Our previous setup differed from the typical TWC setup because we were using TiVO instead of the cable setup box.
Yep, it’s fast. We usually 900 down/800 up with ethernet, and 200/150 with wifi. Those speeds don’t have a noticeable difference on web browsing, but there are certainly a few key areas where the speed does make a big difference.
- Netflix and Amazon Instant Video rarely buffer or stall
- Uploading photos and movies to places like Flickr or YouTube. The synchronous upload speed is awesome. This would seem like low hanging fruit for TWC.
- Cloud backups are much faster to initiate, and take less time to update. Sharing backup space on CrashPlan with other Fiber friends is very easy.
Overall performance is better than TiVO. There is less lag when changing channels and very little pixelation or stuttering, even on HD channels. However, the TV Box is often slow to wake up after the TV has been off for a while, sometimes requiring a power cycle of the TV box.
It is fast and easy to use. The HD channels in the lower numbers, as opposed the high four digit numbers on TWC. Local VHF stations on their actual channel numbers, another welcome change from TWC.
This was my biggest hesitation in giving up TiVO. I have been a happy TiVO user since 2005. I briefly tried the TWC DVR in 2009, but quickly went back to TiVO. Google Fiber’s DVR works well and is comparable to TiVO in its ease of use. The only significant missing features are 1) remote scheduling of recordings via a web site, and 2) the ability to learn viewing habits and record suggested hows to discover.
The service includes a very good iOS and Android app that functions as both a remote control and a remote viewer. A free Nexus 7 Android tablet is included with the TV service. Navigating or searching the guide is great on a tablet or phone. You can even watch recorded DVR shows right on the device. This app only works when the device is connected to the local network. It will not work remotely.
Media storage and server
The Storage Box includes shared folders for photos, video, and music. Upload files to these folders and they show up in the on-screen guide. This has a lot of potential, but so far I have accessing these media to be slow and buggy.
This is a two-stage process. When your neighborhood’s time comes, Google Fiber crews will be out and stringing wire from the pole to your house. You will notice a new access box on the exterior of your house, likely near your electric meeter. Two-three weeks later Google contacts you to make an appointment for in-home installation.
In-home installation includes running the fiber into your home and connecting it to a small fiber box that plugs into a wall socket. Coax cable then runs to the Network Box, which is the hub of the system.
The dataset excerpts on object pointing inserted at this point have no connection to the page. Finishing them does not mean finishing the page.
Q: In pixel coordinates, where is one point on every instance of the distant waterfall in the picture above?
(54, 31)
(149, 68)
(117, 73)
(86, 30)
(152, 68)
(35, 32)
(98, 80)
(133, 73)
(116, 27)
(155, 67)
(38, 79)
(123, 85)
A Storage Box and TV Box connect via ethernet.
The two install techs spent about three hours all together. After the hardware was installed, they then made sure the network was running and that they explained and demonstrated everything. My system took several hours to download the TV guide and get up to full Internet speed.
Video on Demand
The service includes Netflix, Vudu, and its own video on demand, which we have not tried yet. Unlike TiVo, Google Fiber does not include Amazon Instant Video. We have kept the Roku for this reason.
The Network Box is the hub of the system and serves as the wireless router. The Storage Box holds 1TB of data – including the DVR and your own media files. If you have extra TV boxes elsewhere in the house, they can serve as wifi extenders. The Network Box has an optional advanced interface that lets you tweak settings, DNS, etc. It even includes a feature to update several dynamic DNS services for remote access to your network.
Impact on the neighborhood
The process of distributing fiber hasn’t been without some problems for my neighborhood and other neighborhoods. On some streets the fiber runs underground, usually under the sidewalk. It is not uncommon for Google’s contractors do bad job patching and repairing the sidewalks. Many people don’t like the proliferation of the big network cabinets around the neighborhood, both from Google and AT&T U-verse. Some Google cabinets have even been placed illegally and blocked the sidewalk. Fortunately the city and Google do a good job of fixing these problems.
On other streets the fiber runs along the power lines. In older neighborhood like mine, Google’s contractors are snaking cable through dense tree cover. There have been some problems with their contractors cutting power lines and disrupting electricity service. There have also been some cases where they have been too aggressive with tree trimming and upset neighbors.